As she sits alone in Valpo’s art studio, Kelsey Larson ’15 focuses intently on the project at hand, blocking out any other distractions or obligations. Working diligently, she begins to craft a piece that would later serve two purposes — provide enjoyment for Bauer Museum patrons and feed the hungry.
In the spring, Valpo ceramics students created bowls that would later be auctioned to support the “Soup Bowls for the Hungry” fundraiser — an event led entirely by students who organized, marketed, and executed the event that raised nearly $1,000 to support the Northwest Indiana Food Bank. Kelsey played a large role in the event’s success.
“Some of the bowls that the students made were abstract, while others could actually be used as a soup bowl,” she says. “Mine was more abstract, and the bottom part of the bowl was woven.”
Kelsey’s bowl was later selected by professors to be featured in the Brauer Museum’s student art exhibition. She says she was honored that her bowl was chosen for display, but ultimately, she was proud of what the bowl symbolized.
“This project was a perfect extension of how we can use art to have an impact on our community,” she says. “We were given free reign and creativity to produce something unique, and at the same time, it supported a good cause. I was excited to be part of it.”

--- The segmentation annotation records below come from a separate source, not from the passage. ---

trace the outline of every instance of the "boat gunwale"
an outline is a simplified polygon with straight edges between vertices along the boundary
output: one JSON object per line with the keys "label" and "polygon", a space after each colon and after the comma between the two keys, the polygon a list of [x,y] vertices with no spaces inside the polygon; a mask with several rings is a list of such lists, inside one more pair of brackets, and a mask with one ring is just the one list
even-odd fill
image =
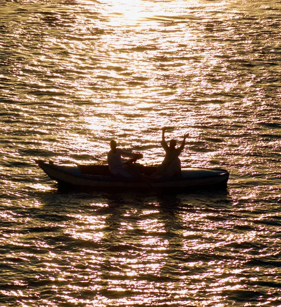
{"label": "boat gunwale", "polygon": [[[67,176],[69,176],[74,178],[84,179],[84,180],[87,180],[87,181],[97,181],[97,182],[107,182],[107,183],[110,183],[111,182],[112,183],[119,183],[119,182],[121,183],[122,182],[122,183],[131,183],[133,184],[133,183],[138,183],[142,182],[141,180],[140,180],[139,179],[133,179],[133,180],[132,180],[131,178],[130,178],[130,179],[127,179],[126,178],[121,178],[119,177],[114,177],[114,176],[112,176],[112,177],[111,176],[100,176],[100,175],[90,175],[90,174],[77,175],[77,174],[74,174],[72,172],[67,171],[67,170],[65,170],[58,169],[57,168],[56,168],[55,167],[56,166],[59,166],[59,165],[58,165],[57,164],[53,164],[52,163],[50,163],[50,162],[48,162],[46,161],[44,161],[43,160],[36,160],[36,162],[38,164],[38,165],[44,171],[44,172],[46,173],[47,174],[47,175],[48,175],[48,176],[49,176],[50,177],[50,178],[51,178],[55,181],[60,181],[60,180],[58,179],[56,179],[55,178],[54,178],[53,176],[52,177],[50,177],[48,173],[48,170],[47,170],[47,171],[46,171],[45,169],[44,169],[44,168],[43,167],[41,167],[41,165],[44,165],[46,168],[49,167],[53,170],[59,172],[62,174],[65,174]],[[106,166],[105,165],[104,165],[105,166]],[[77,164],[77,166],[79,168],[79,165]],[[92,165],[91,165],[91,166],[92,166]],[[55,166],[55,167],[53,166]],[[219,178],[221,177],[225,177],[225,179],[227,179],[227,180],[228,180],[228,178],[229,178],[229,172],[228,171],[227,171],[226,170],[222,169],[222,168],[203,168],[203,167],[198,167],[198,168],[196,168],[199,169],[202,169],[202,170],[218,170],[218,171],[221,171],[223,172],[220,173],[214,174],[213,176],[200,176],[200,177],[198,176],[198,177],[189,177],[189,177],[175,177],[175,178],[150,178],[148,177],[145,177],[145,179],[148,180],[149,180],[149,182],[152,184],[152,183],[161,184],[161,183],[169,183],[169,182],[175,183],[175,182],[179,182],[182,183],[183,182],[185,182],[185,181],[188,182],[188,181],[193,181],[193,180],[206,180],[206,179],[213,179]],[[183,169],[184,169],[184,168],[183,168]]]}

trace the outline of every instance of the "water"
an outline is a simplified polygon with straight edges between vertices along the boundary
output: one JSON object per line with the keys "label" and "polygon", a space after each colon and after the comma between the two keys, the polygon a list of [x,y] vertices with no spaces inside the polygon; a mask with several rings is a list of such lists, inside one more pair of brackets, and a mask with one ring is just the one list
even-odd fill
{"label": "water", "polygon": [[[0,3],[2,306],[281,305],[281,2]],[[109,142],[227,190],[63,193]]]}

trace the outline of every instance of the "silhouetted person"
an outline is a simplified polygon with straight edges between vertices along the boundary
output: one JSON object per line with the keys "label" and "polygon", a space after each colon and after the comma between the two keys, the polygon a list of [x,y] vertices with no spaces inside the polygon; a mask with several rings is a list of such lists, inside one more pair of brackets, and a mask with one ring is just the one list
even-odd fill
{"label": "silhouetted person", "polygon": [[162,129],[162,141],[161,145],[166,152],[165,158],[162,163],[157,166],[157,171],[151,175],[152,177],[172,177],[174,176],[180,177],[181,166],[180,160],[179,156],[184,148],[185,139],[189,134],[183,136],[183,141],[180,147],[176,148],[177,141],[175,140],[171,140],[170,146],[168,146],[165,141],[165,131],[168,129],[164,127]]}
{"label": "silhouetted person", "polygon": [[130,165],[126,165],[122,161],[122,157],[128,157],[135,158],[135,160],[143,158],[142,154],[133,154],[128,152],[117,148],[117,143],[112,140],[110,141],[111,150],[107,154],[108,168],[113,174],[126,178],[133,178],[137,176],[135,168],[130,167]]}

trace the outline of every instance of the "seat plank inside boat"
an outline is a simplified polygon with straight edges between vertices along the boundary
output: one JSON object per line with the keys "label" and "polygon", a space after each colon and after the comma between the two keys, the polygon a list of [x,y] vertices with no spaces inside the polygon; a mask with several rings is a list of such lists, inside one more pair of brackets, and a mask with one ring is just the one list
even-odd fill
{"label": "seat plank inside boat", "polygon": [[[137,165],[139,173],[145,176],[149,176],[154,172],[156,168],[155,166],[144,166],[140,164]],[[95,165],[79,165],[79,168],[82,175],[92,175],[96,176],[112,176],[112,174],[109,171],[108,165],[96,164]]]}

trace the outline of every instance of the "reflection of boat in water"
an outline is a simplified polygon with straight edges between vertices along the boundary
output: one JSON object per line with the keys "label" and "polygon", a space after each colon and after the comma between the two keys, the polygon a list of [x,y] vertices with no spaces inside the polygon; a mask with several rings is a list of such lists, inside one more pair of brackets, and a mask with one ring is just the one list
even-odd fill
{"label": "reflection of boat in water", "polygon": [[107,165],[58,165],[36,160],[36,163],[59,186],[72,186],[92,189],[155,189],[163,191],[190,190],[194,188],[225,188],[229,173],[219,168],[183,168],[181,177],[150,178],[155,166],[137,164],[142,174],[139,178],[113,177]]}

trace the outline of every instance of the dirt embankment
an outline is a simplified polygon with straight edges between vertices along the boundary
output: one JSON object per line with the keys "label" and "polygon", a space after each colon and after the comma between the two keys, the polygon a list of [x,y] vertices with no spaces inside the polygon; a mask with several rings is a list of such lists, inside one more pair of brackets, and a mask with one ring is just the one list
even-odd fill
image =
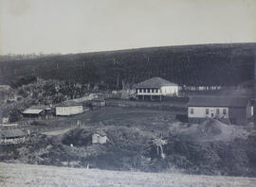
{"label": "dirt embankment", "polygon": [[[256,134],[249,135],[216,121],[201,126],[173,122],[165,128],[159,134],[159,130],[152,128],[146,130],[124,126],[77,128],[62,135],[31,137],[31,144],[23,146],[2,145],[0,161],[71,167],[89,164],[93,168],[112,170],[256,177]],[[92,134],[96,130],[106,133],[107,144],[92,144]],[[156,146],[153,144],[155,138],[167,141],[163,145],[165,159],[157,155]]]}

Valpo is a place where academics and community service naturally intersect. Whether in the classroom or through experiential-learning, students are often challenged to apply classroom knowledge to their roles as engaged citizens of the world. Kelsey says she was not surprised that Valpo would host a project like this within the confines of the classroom.
What did surprise her, however, was her ability to take a course in ceramics while she worked toward a double major in chemistry and physics and remained active in Christ College — The Honors College.

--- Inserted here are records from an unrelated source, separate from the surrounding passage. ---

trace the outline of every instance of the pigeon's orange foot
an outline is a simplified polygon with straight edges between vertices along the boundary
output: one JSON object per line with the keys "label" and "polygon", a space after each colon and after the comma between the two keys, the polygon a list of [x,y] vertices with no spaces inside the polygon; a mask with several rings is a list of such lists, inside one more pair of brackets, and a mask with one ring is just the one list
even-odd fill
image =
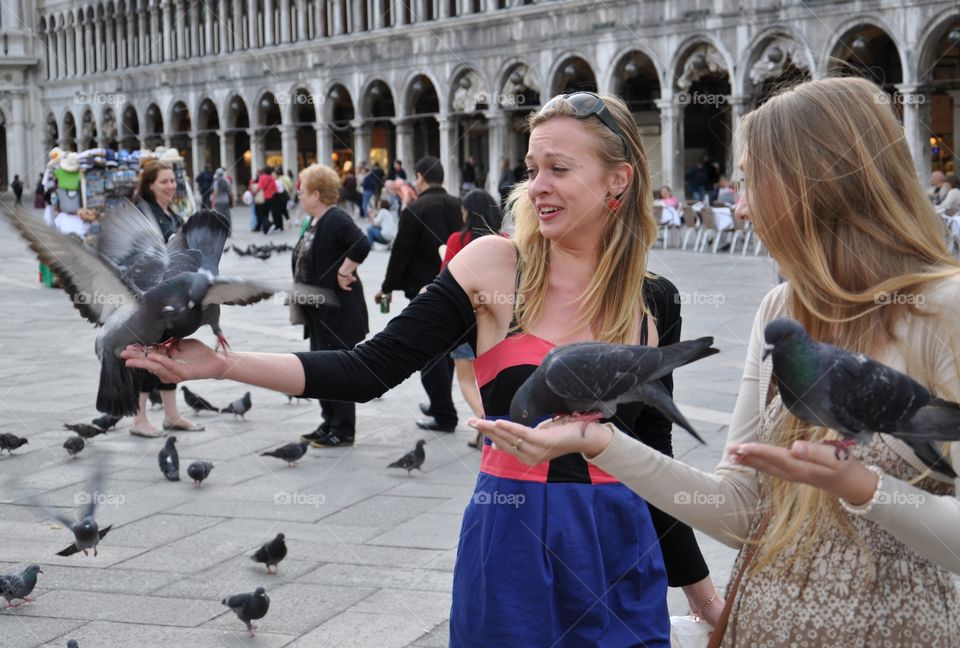
{"label": "pigeon's orange foot", "polygon": [[833,446],[833,456],[841,461],[846,461],[850,458],[850,448],[855,446],[857,442],[854,439],[831,439],[824,441],[823,444]]}

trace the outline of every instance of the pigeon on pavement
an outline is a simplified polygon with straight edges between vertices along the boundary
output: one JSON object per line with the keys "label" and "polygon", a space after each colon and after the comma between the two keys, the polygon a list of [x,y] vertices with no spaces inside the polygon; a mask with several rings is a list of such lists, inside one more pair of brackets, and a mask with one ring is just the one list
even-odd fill
{"label": "pigeon on pavement", "polygon": [[960,405],[935,398],[913,378],[862,353],[813,340],[795,320],[770,322],[764,339],[783,404],[802,421],[840,433],[843,440],[828,441],[838,458],[879,432],[901,439],[924,465],[957,478],[934,441],[960,440]]}
{"label": "pigeon on pavement", "polygon": [[96,425],[88,425],[87,423],[64,423],[64,430],[72,430],[76,432],[84,439],[90,440],[98,434],[106,434],[107,431],[102,427],[97,427]]}
{"label": "pigeon on pavement", "polygon": [[71,520],[56,511],[47,509],[60,524],[73,532],[73,544],[62,551],[58,551],[58,556],[72,556],[78,551],[82,551],[83,555],[87,556],[89,555],[87,552],[90,549],[93,549],[94,556],[98,555],[97,544],[99,544],[103,536],[107,535],[113,526],[110,525],[101,529],[99,525],[97,525],[96,519],[94,519],[94,515],[97,512],[97,500],[103,495],[103,475],[103,466],[97,467],[93,476],[93,488],[91,488],[89,492],[77,493],[74,497],[74,499],[81,504],[86,500],[87,506],[83,510],[79,521]]}
{"label": "pigeon on pavement", "polygon": [[277,459],[283,459],[287,462],[288,466],[293,466],[297,461],[307,454],[307,447],[309,444],[306,441],[300,443],[288,443],[287,445],[280,446],[276,450],[270,450],[269,452],[261,452],[261,457],[276,457]]}
{"label": "pigeon on pavement", "polygon": [[[256,553],[250,556],[250,560],[263,563],[267,566],[268,574],[275,574],[277,565],[287,556],[287,544],[284,539],[284,535],[278,533],[276,538],[257,549]],[[271,566],[274,567],[272,572],[270,571]]]}
{"label": "pigeon on pavement", "polygon": [[17,607],[13,601],[21,600],[32,603],[30,592],[37,586],[37,574],[42,574],[40,565],[30,565],[19,574],[0,576],[0,596],[7,600],[6,607]]}
{"label": "pigeon on pavement", "polygon": [[194,486],[200,486],[204,479],[210,476],[213,464],[209,461],[194,461],[187,466],[187,476],[193,480]]}
{"label": "pigeon on pavement", "polygon": [[65,287],[80,314],[96,326],[100,359],[97,409],[134,415],[137,380],[121,351],[131,344],[179,340],[209,324],[218,343],[220,304],[251,304],[281,287],[218,275],[229,223],[210,210],[194,214],[164,243],[153,218],[109,195],[94,250],[17,209],[8,218]]}
{"label": "pigeon on pavement", "polygon": [[27,437],[18,437],[15,434],[4,432],[0,434],[0,454],[2,454],[4,450],[9,454],[13,454],[14,450],[26,443],[30,443]]}
{"label": "pigeon on pavement", "polygon": [[177,437],[167,437],[167,442],[157,454],[160,472],[169,481],[180,481],[180,455],[177,453]]}
{"label": "pigeon on pavement", "polygon": [[642,402],[704,443],[660,379],[719,353],[712,344],[712,337],[702,337],[663,347],[606,342],[555,347],[514,394],[510,419],[528,426],[551,416],[598,420],[612,417],[621,403]]}
{"label": "pigeon on pavement", "polygon": [[237,618],[246,624],[251,637],[253,631],[257,629],[257,626],[253,625],[251,621],[262,619],[267,615],[267,610],[270,609],[270,597],[267,596],[266,590],[262,587],[258,587],[248,594],[234,594],[223,599],[221,603],[233,610]]}
{"label": "pigeon on pavement", "polygon": [[246,394],[243,395],[243,398],[238,398],[237,400],[233,401],[232,403],[224,407],[222,410],[220,410],[220,413],[233,414],[234,418],[236,418],[237,416],[239,416],[240,418],[244,418],[243,415],[246,414],[248,411],[250,411],[250,407],[252,406],[253,406],[253,402],[250,400],[250,392],[247,392]]}
{"label": "pigeon on pavement", "polygon": [[411,471],[414,469],[423,472],[423,468],[420,466],[423,465],[424,460],[427,458],[427,453],[423,449],[424,444],[426,444],[426,441],[420,439],[417,441],[416,448],[394,461],[387,466],[387,468],[404,468],[407,471],[407,477],[410,476]]}
{"label": "pigeon on pavement", "polygon": [[83,442],[83,438],[81,437],[70,437],[63,442],[63,447],[66,448],[67,453],[71,457],[76,457],[78,454],[80,454],[80,451],[83,450],[85,445],[86,444]]}
{"label": "pigeon on pavement", "polygon": [[101,430],[107,431],[119,423],[120,419],[122,418],[122,416],[110,416],[109,414],[104,414],[103,416],[98,416],[90,422]]}
{"label": "pigeon on pavement", "polygon": [[205,398],[198,394],[194,394],[192,391],[187,389],[186,385],[180,387],[180,391],[183,392],[183,399],[187,401],[187,406],[193,410],[194,414],[199,414],[201,411],[207,412],[219,412],[220,410],[211,405]]}

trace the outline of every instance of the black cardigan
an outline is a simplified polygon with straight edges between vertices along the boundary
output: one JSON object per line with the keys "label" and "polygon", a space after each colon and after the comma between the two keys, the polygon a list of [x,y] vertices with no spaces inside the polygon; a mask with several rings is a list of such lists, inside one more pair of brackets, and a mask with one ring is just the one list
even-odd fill
{"label": "black cardigan", "polygon": [[[676,287],[658,277],[644,282],[644,298],[657,320],[660,344],[680,339],[680,300]],[[470,298],[449,270],[370,340],[350,351],[297,353],[309,398],[366,402],[399,385],[439,354],[467,342],[476,351],[477,319]],[[673,392],[673,377],[663,378]],[[629,432],[647,445],[673,455],[671,423],[653,408],[644,408]],[[696,583],[709,570],[693,530],[650,506],[671,587]]]}

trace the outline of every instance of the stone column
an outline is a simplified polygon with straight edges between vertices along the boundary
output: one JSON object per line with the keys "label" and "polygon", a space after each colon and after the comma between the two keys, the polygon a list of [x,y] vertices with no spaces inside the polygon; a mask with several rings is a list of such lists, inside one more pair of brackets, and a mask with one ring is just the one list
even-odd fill
{"label": "stone column", "polygon": [[317,126],[317,160],[320,164],[331,166],[333,160],[330,156],[333,154],[333,133],[330,127],[325,123],[319,123]]}
{"label": "stone column", "polygon": [[[257,36],[257,0],[247,0],[247,47],[259,47],[260,40]],[[250,149],[251,151],[253,149]]]}
{"label": "stone column", "polygon": [[353,160],[359,165],[370,155],[370,127],[363,121],[355,121],[353,126]]}
{"label": "stone column", "polygon": [[683,183],[683,106],[673,97],[658,99],[660,109],[661,177],[681,202],[686,199]]}
{"label": "stone column", "polygon": [[440,124],[440,164],[444,186],[454,196],[460,195],[460,156],[457,155],[457,120],[437,115]]}
{"label": "stone column", "polygon": [[[394,119],[393,123],[397,127],[397,158],[403,162],[405,169],[412,169],[417,162],[413,159],[413,126],[402,117]],[[407,179],[413,182],[409,172],[407,175]]]}
{"label": "stone column", "polygon": [[[502,158],[507,157],[504,155],[505,140],[507,139],[507,116],[501,111],[491,111],[488,114],[490,116],[487,118],[487,140],[489,142],[487,191],[499,200],[500,190],[497,188],[497,184],[500,182],[500,163]],[[511,165],[510,168],[513,168],[513,166]]]}

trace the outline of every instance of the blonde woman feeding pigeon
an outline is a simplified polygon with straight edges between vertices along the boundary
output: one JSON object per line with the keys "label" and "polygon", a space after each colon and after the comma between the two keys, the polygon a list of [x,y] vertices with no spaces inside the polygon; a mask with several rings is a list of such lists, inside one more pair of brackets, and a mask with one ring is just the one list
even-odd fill
{"label": "blonde woman feeding pigeon", "polygon": [[[677,342],[678,291],[646,271],[657,223],[627,106],[590,92],[560,95],[531,115],[530,129],[529,179],[511,196],[514,241],[471,241],[368,342],[276,355],[216,354],[187,341],[172,357],[129,347],[128,365],[168,381],[229,378],[285,394],[366,401],[466,342],[476,354],[483,411],[503,418],[556,346]],[[651,379],[660,385],[654,397],[665,403],[670,371]],[[671,451],[670,420],[633,400],[613,407],[606,423],[577,420],[552,432],[608,425],[654,454]],[[414,451],[408,470],[422,452]],[[668,585],[682,587],[708,620],[719,617],[723,600],[689,527],[578,453],[530,470],[520,444],[485,443],[482,452],[454,567],[452,648],[665,648]]]}
{"label": "blonde woman feeding pigeon", "polygon": [[[480,427],[522,442],[531,464],[582,452],[740,548],[723,646],[956,646],[960,502],[947,475],[960,451],[940,441],[958,430],[960,267],[903,128],[880,88],[851,78],[787,90],[740,128],[737,217],[787,283],[760,305],[716,471],[600,427]],[[678,491],[710,503],[677,504]]]}

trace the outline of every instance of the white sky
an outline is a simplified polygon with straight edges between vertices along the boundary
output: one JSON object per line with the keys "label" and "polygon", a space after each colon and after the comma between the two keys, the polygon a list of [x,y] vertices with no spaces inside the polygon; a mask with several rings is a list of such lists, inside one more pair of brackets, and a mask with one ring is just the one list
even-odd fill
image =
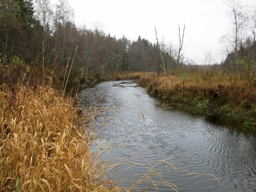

“What I love most about Valpo is its commitment to the liberal arts,” she says. “This is a place where I am able to express my interests in a variety of ways.”

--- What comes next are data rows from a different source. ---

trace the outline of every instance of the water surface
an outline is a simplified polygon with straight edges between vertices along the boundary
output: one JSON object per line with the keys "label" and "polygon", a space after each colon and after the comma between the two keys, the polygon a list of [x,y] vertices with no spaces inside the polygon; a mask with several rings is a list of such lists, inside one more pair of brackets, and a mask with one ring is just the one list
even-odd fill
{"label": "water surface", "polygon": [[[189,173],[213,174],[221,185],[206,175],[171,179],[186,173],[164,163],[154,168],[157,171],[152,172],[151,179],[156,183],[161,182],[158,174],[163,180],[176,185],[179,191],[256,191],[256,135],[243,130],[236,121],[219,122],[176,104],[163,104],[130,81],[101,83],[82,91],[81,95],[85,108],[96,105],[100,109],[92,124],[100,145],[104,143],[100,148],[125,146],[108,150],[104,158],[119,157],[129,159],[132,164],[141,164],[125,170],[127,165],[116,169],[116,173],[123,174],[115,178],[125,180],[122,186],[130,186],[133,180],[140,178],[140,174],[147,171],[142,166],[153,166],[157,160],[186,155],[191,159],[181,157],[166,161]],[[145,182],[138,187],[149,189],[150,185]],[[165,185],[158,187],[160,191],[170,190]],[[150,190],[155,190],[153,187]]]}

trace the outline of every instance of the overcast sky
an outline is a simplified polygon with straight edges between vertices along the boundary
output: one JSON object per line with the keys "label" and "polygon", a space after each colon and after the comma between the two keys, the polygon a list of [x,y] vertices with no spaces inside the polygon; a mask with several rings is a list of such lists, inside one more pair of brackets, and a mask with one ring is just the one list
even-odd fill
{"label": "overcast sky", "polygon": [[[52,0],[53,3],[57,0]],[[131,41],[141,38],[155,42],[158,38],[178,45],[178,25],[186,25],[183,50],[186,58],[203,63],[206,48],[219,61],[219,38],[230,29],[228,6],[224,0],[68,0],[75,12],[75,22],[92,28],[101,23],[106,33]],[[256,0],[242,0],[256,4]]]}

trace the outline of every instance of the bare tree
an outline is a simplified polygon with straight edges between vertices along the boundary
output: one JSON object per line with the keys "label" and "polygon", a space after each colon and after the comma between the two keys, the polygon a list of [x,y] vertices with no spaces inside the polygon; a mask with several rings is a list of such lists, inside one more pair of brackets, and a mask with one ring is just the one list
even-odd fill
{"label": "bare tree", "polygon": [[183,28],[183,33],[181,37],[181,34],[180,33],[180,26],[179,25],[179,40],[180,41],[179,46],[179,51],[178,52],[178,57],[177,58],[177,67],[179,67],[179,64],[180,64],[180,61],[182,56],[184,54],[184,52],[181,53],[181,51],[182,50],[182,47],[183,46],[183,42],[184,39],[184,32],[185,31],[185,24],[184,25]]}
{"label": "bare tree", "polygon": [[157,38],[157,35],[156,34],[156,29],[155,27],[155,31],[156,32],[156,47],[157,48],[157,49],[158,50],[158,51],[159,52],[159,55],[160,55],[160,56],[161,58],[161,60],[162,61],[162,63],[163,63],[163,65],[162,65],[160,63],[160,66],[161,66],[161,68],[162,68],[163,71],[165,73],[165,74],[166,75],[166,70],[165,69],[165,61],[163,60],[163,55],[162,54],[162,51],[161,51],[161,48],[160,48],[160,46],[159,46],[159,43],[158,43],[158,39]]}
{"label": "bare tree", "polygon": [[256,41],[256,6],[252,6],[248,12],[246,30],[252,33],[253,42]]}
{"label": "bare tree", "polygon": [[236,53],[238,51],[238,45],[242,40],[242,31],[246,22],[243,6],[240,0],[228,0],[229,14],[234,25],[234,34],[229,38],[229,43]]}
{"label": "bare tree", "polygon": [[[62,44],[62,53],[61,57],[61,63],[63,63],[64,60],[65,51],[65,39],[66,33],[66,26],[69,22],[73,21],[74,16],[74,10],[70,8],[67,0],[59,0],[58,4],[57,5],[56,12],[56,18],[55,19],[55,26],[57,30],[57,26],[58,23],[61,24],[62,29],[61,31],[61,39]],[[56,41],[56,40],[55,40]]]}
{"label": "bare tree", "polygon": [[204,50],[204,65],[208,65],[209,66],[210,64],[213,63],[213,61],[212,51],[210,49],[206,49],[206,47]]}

While art and science might seem like contrasting disciplines, Kelsey is fascinated with their similarities and intersections.
“As a person heavily interested in science, I naturally like to solve problems,” she says. “And in ceramics, the artist has to think through what the end product will look like in a three-dimensional sense. Even that is a problem that needs to be solved.”
Many professors at Valpo encourage this interdisciplinary thinking and eagerly welcome students from other disciplines into their classrooms. Michele Corazzo, MFA, adjunct assistant professor of art and instructor of Kelsey’s ceramics class, especially encouraged her to pursue her passion within a department outside her major.
“Kelsey successfully crossed over into the arts to achieve some really sensitive, beautifully crafted, and well articulated sculptures and vessels in her ceramics class,” she says.
This fall, Kelsey will begin a Ph.D. program in atmospheric science at the University of Washington. She hopes to continue her passion for art through local classes and community art opportunities in Seattle.